Mais en 48/49, il n' y avait pas cette foule d'étrangers que rappelle Brassaï, à cause du terrible écrasement de l'Allemagne et du Rideau de fer soviétique qui coupait l'Europe en deux. Et c'était la province qui venait se mêler aux jeunes bourgeois en mal de romantiques aventures parmi les Juliette Greco, les J.P. Sartre, les Merleau-Ponty... Cela faisait super sérieux ; la mode n'était pas au "déblocage", mais à la pensée vagabonde, alors que la IV°République sombrait lentement en Indochine. En 56 lorsque je suis revenu, poussé par un irrésistible besoin de "sentir" à nouveau ce parfum de liberté, de joie, je n'ai trouvé que de longues files de voitures, que le vide d'âme, le monde avait changé, je ne m'en étais pas aperçu, j'étais devenu autre, et les rires avaient disparu. Ceux qui avaient décidé de sauter dans le train de la vie, se trouvaient dans les niches dorées de la rue Sébastien-Bottin, de celle l'Université, de la rue Jacob ou autres, ou s'étaient casés dans le giron de l' ORTF, ou persévéraient dans leurs rêves périlleux de saltimbanque.

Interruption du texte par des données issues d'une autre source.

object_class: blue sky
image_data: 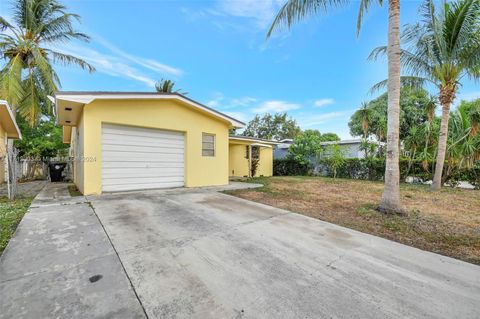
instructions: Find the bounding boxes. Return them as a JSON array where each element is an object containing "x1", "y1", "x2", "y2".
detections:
[{"x1": 1, "y1": 0, "x2": 479, "y2": 138}]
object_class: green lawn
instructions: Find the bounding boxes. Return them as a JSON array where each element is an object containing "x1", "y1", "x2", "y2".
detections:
[{"x1": 0, "y1": 196, "x2": 33, "y2": 255}]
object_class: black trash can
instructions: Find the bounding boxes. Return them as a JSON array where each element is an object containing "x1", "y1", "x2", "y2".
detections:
[{"x1": 49, "y1": 163, "x2": 67, "y2": 182}]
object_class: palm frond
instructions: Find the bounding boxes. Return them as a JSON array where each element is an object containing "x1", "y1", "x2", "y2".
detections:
[
  {"x1": 357, "y1": 0, "x2": 383, "y2": 36},
  {"x1": 267, "y1": 0, "x2": 348, "y2": 38},
  {"x1": 369, "y1": 76, "x2": 429, "y2": 94},
  {"x1": 47, "y1": 50, "x2": 95, "y2": 72}
]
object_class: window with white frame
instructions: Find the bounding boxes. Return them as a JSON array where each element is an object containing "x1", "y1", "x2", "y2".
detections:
[{"x1": 202, "y1": 133, "x2": 215, "y2": 156}]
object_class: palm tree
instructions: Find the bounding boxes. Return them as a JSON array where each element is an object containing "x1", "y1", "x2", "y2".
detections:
[
  {"x1": 155, "y1": 78, "x2": 187, "y2": 95},
  {"x1": 268, "y1": 0, "x2": 404, "y2": 213},
  {"x1": 358, "y1": 102, "x2": 371, "y2": 138},
  {"x1": 371, "y1": 0, "x2": 480, "y2": 190},
  {"x1": 0, "y1": 0, "x2": 94, "y2": 126}
]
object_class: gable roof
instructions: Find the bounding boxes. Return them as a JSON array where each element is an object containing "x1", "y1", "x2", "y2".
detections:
[
  {"x1": 0, "y1": 100, "x2": 21, "y2": 139},
  {"x1": 54, "y1": 91, "x2": 245, "y2": 128}
]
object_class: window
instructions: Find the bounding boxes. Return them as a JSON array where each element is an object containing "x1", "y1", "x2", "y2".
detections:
[{"x1": 202, "y1": 133, "x2": 215, "y2": 156}]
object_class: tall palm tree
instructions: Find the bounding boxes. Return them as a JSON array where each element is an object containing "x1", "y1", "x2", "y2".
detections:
[
  {"x1": 268, "y1": 0, "x2": 404, "y2": 213},
  {"x1": 0, "y1": 0, "x2": 94, "y2": 126},
  {"x1": 371, "y1": 0, "x2": 480, "y2": 190}
]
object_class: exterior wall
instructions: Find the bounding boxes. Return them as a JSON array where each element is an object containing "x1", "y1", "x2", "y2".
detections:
[
  {"x1": 79, "y1": 99, "x2": 230, "y2": 195},
  {"x1": 0, "y1": 124, "x2": 6, "y2": 183},
  {"x1": 71, "y1": 111, "x2": 85, "y2": 194},
  {"x1": 229, "y1": 144, "x2": 249, "y2": 177},
  {"x1": 229, "y1": 141, "x2": 273, "y2": 177}
]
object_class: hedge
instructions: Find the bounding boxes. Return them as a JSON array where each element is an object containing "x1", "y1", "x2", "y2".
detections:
[
  {"x1": 273, "y1": 158, "x2": 311, "y2": 176},
  {"x1": 273, "y1": 157, "x2": 480, "y2": 189}
]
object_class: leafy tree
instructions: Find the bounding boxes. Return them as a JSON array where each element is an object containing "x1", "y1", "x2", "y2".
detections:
[
  {"x1": 268, "y1": 0, "x2": 404, "y2": 213},
  {"x1": 322, "y1": 144, "x2": 346, "y2": 179},
  {"x1": 14, "y1": 115, "x2": 68, "y2": 179},
  {"x1": 370, "y1": 0, "x2": 480, "y2": 190},
  {"x1": 155, "y1": 79, "x2": 187, "y2": 95},
  {"x1": 288, "y1": 129, "x2": 322, "y2": 165},
  {"x1": 349, "y1": 88, "x2": 433, "y2": 141},
  {"x1": 319, "y1": 132, "x2": 340, "y2": 142},
  {"x1": 242, "y1": 113, "x2": 301, "y2": 140},
  {"x1": 0, "y1": 0, "x2": 94, "y2": 126}
]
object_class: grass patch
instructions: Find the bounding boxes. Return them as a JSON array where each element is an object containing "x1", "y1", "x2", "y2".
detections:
[
  {"x1": 228, "y1": 176, "x2": 480, "y2": 265},
  {"x1": 68, "y1": 185, "x2": 82, "y2": 197},
  {"x1": 0, "y1": 196, "x2": 33, "y2": 255}
]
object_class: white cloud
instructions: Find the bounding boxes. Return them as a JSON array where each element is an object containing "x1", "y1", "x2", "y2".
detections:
[
  {"x1": 218, "y1": 0, "x2": 283, "y2": 29},
  {"x1": 94, "y1": 36, "x2": 183, "y2": 77},
  {"x1": 299, "y1": 111, "x2": 348, "y2": 127},
  {"x1": 223, "y1": 111, "x2": 249, "y2": 122},
  {"x1": 54, "y1": 44, "x2": 157, "y2": 87},
  {"x1": 253, "y1": 100, "x2": 301, "y2": 113},
  {"x1": 314, "y1": 98, "x2": 335, "y2": 108}
]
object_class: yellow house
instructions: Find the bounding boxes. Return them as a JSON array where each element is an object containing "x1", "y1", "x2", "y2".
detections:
[
  {"x1": 0, "y1": 100, "x2": 22, "y2": 183},
  {"x1": 229, "y1": 136, "x2": 278, "y2": 178},
  {"x1": 55, "y1": 92, "x2": 276, "y2": 195}
]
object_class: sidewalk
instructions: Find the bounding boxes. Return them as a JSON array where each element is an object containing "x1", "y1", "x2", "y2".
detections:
[{"x1": 0, "y1": 183, "x2": 145, "y2": 319}]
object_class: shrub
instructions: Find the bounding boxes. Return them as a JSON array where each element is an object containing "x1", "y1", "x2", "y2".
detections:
[{"x1": 273, "y1": 158, "x2": 311, "y2": 176}]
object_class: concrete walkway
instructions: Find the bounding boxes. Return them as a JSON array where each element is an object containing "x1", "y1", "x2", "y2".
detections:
[{"x1": 0, "y1": 183, "x2": 145, "y2": 319}]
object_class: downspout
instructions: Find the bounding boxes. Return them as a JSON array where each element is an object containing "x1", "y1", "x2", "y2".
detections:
[{"x1": 248, "y1": 144, "x2": 252, "y2": 177}]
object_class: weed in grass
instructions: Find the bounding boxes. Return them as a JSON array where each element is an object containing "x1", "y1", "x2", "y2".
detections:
[{"x1": 0, "y1": 197, "x2": 33, "y2": 255}]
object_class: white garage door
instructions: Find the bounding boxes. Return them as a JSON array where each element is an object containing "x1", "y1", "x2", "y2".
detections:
[{"x1": 102, "y1": 124, "x2": 184, "y2": 192}]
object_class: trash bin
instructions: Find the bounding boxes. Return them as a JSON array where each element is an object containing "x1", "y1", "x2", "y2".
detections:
[{"x1": 49, "y1": 163, "x2": 67, "y2": 182}]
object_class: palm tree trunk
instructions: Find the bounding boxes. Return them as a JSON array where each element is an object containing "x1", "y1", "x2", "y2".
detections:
[
  {"x1": 379, "y1": 0, "x2": 402, "y2": 213},
  {"x1": 431, "y1": 99, "x2": 452, "y2": 190}
]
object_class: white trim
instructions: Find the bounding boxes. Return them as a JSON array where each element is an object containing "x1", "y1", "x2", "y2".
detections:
[
  {"x1": 251, "y1": 143, "x2": 272, "y2": 148},
  {"x1": 0, "y1": 100, "x2": 22, "y2": 139},
  {"x1": 55, "y1": 94, "x2": 245, "y2": 128},
  {"x1": 229, "y1": 136, "x2": 279, "y2": 145}
]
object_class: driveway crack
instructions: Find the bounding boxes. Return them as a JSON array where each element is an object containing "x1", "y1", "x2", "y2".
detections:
[{"x1": 88, "y1": 201, "x2": 150, "y2": 319}]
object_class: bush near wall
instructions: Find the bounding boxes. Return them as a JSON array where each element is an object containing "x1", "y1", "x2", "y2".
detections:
[
  {"x1": 274, "y1": 157, "x2": 480, "y2": 189},
  {"x1": 273, "y1": 158, "x2": 311, "y2": 176}
]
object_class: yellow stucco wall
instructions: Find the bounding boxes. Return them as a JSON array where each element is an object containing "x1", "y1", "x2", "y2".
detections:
[
  {"x1": 77, "y1": 99, "x2": 230, "y2": 195},
  {"x1": 228, "y1": 141, "x2": 273, "y2": 177},
  {"x1": 0, "y1": 124, "x2": 6, "y2": 183}
]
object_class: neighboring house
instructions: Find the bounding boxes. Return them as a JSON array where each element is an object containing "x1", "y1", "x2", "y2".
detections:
[
  {"x1": 0, "y1": 101, "x2": 22, "y2": 183},
  {"x1": 229, "y1": 136, "x2": 278, "y2": 178},
  {"x1": 273, "y1": 139, "x2": 293, "y2": 159},
  {"x1": 274, "y1": 138, "x2": 382, "y2": 160},
  {"x1": 55, "y1": 92, "x2": 275, "y2": 195}
]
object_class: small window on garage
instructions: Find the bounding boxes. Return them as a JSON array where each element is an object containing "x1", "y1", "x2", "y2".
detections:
[{"x1": 202, "y1": 133, "x2": 215, "y2": 156}]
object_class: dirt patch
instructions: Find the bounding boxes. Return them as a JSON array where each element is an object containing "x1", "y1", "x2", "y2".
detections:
[{"x1": 226, "y1": 176, "x2": 480, "y2": 265}]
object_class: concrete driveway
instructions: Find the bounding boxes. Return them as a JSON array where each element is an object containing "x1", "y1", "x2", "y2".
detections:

J'étais seul, perdu, me raccrochant à des lambeaux de souvenirs, il me fallait tourner la page, revoir les visages changés, les regards interrogatifs, les ambitions écroulés des survivants de cette épopée dérisoire d'une jeunesse morte. Tout cela allait finir sur les autels incendiés des barricades de Mai 68. Saint-Michel et Saint-Germain devenaient les temples de la consommation, la littérature au ventre devenait celle du paraître.
Brassaï raconte son père à Paris, à 85 ans, fou amoureux de la France, cherchant la tombe d'Hégésipe Moreau au cimetière Montparnasse. Cela me rappelle le livre de Rosenthal, le vendeur de perle, venu du Caucase, plutôt chassé du Caucase natal par son père,pour venir à Paris reconnaître les lieux, puis "chassé" par celui-ci de l'appartement familial de Paris... C'était une immigration brutale et flamboyante que celle des Années Folles.

Dans les annnées 20, deux principes de création cohabitèrent, l'un purement français et provincial, figé dans l'épouvante de la guerre de tranchées qui venait de se terminer avec son holocauste, et l'autre étranger, qui vient s’inserrer dans l'âme du premier, avec son regard neuf, son bouillonnement intellectuel, son sang nouveau.

Henry Zaphiratos (Extrait de "Devant la mer" - 22 Décembre 1997)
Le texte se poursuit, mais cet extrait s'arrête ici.